Finalement ça m’a échappé.
- Comment ça, elle a demandé inquiète.
- Je galère un peu mais rien de grave. Je vais aller taper chez un ami.
- Il est deux heures…
- On verra si j’ai de la chance.
- Donne ton portable, je vais appeler tes parents. Si ta mère savait ça.
J’ai eu envie de me marrer à l’idée que la rouquine incendiaire soit celle qui veuille appeler mes parents pour leur expliquer ma condition. Elle a tenté de récupérer mon téléphone dans ma poche mais j’ai fait un pas en arrière en tenant ses mains.
- Je peux pas t’accueillir chez moi, elle a dit dans un souffle.
- Ça tombe bien, je te le demande pas.
- Appelle ton ami.
- Plus tard, là il doit dormir.
- Je peux pas t’héberger.
Et dans le creux de ses mots, je devine qu’il y a un garçon qui doit l’attendre dans son lit. Que ramener un étranger après avoir voulu se foutre en l’air ne sonne pas comme la meilleure idée. Maintenant qu’elle va mieux, je lui dis que j’aimerais bien la revoir. Elle dit qu’elle aussi. On sait que c’est faux mais on fait semblant d’y croire. Juste histoire de faire durer la rencontre encore quelques instants. Parce qu’à frôler la mort, on s’est senti vivant chacun. C’est pas un truc qu’on pourra repartager, on le sent bien. J’ai lâché ses mains après sa promesse de rentrer.

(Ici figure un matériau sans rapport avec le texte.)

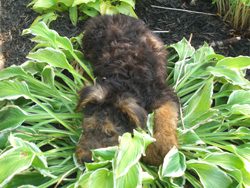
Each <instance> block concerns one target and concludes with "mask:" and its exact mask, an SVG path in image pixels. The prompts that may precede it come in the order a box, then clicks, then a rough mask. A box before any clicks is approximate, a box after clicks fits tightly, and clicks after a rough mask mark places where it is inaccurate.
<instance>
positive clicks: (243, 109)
mask: <svg viewBox="0 0 250 188" xmlns="http://www.w3.org/2000/svg"><path fill="white" fill-rule="evenodd" d="M231 112H232V114H243V115H245V116H247V117H250V104H243V105H239V104H235V105H233V106H232V108H231Z"/></svg>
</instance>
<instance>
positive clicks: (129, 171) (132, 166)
mask: <svg viewBox="0 0 250 188" xmlns="http://www.w3.org/2000/svg"><path fill="white" fill-rule="evenodd" d="M141 171H142V169H141V166H140V165H139V164H138V163H137V164H135V165H134V166H132V167H131V168H130V169H129V170H128V172H127V173H126V174H124V175H123V176H120V177H119V178H115V180H114V182H115V186H114V187H116V188H120V187H123V188H136V187H141V183H142V177H141V174H142V172H141Z"/></svg>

- Je voulais pas mourir tu sais, elle dit avant de disparaître dans son Uber.
Pis j’ai vu un bus apparaître au coin de la rue. C’était forcément un signe. J’ai couru pour l’attraper, cogné à la vitre et le chauffeur a décidé d’être cool. Je l’ai remercié.
Je suis allé m'affaler vers le fond. En relevant la tête, j’ai vu une petite brune juste devant moi. Elle aussi semblait avoir vécu tout ce qu'il y à vivre. Le regard empreint d'une nostalgie sans pareille où on se dit que maintenant on attend la fin. Et puis des paillettes plein les joues entre les coulées de larmes. Encore une. Sa tête posée contre le carreau à chercher les étoiles sans même se rendre compte qu’elle les a sur les joues. J'ai hésité à lui parler et lui demander d'où elle venait. J’ai fermé ma gueule pour pas briser le moment. Parfois, c’est mieux de pas connaître l’histoire.

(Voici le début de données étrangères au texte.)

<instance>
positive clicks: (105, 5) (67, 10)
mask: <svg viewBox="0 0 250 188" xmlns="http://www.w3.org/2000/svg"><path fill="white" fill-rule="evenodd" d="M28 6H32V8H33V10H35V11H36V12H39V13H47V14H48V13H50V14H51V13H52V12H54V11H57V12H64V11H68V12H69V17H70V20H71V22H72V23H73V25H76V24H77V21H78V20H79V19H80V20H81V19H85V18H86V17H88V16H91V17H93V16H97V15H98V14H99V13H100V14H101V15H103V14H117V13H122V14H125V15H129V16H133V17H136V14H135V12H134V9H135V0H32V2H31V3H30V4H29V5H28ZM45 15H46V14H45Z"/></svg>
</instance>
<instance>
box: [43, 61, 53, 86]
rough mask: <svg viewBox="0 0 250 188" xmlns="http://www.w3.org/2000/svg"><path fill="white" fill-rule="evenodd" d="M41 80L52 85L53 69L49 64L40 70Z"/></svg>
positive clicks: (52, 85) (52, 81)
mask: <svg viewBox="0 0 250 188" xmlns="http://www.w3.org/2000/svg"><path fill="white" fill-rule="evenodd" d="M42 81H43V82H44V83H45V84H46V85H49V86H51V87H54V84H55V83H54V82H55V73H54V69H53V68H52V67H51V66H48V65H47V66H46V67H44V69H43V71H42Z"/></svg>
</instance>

En sortant du bus, j’ai levé la tête pour tenter de les voir à mon tour. Y a pas si longtemps que ça, j’en avais offert une à une amie. Je me suis rappelé que Paname grisait tout et que parfois ça devenait difficile de se souvenir qu’elles sont encore là au-dessus de nous.
J’ai marché jusque chez Adam. Sans musique parce mon téléphone avait décidé de rendre les armes avant moi.
La clef était sous le paillasson, j’ai ouvert doucement et je me suis faufilé sans un bruit dans le lit. C’était cool d’avoir un ami présent.
J’ai sorti de ma poche un crayon et j’ai dessiné une petite étoile à côté de l’oreiller.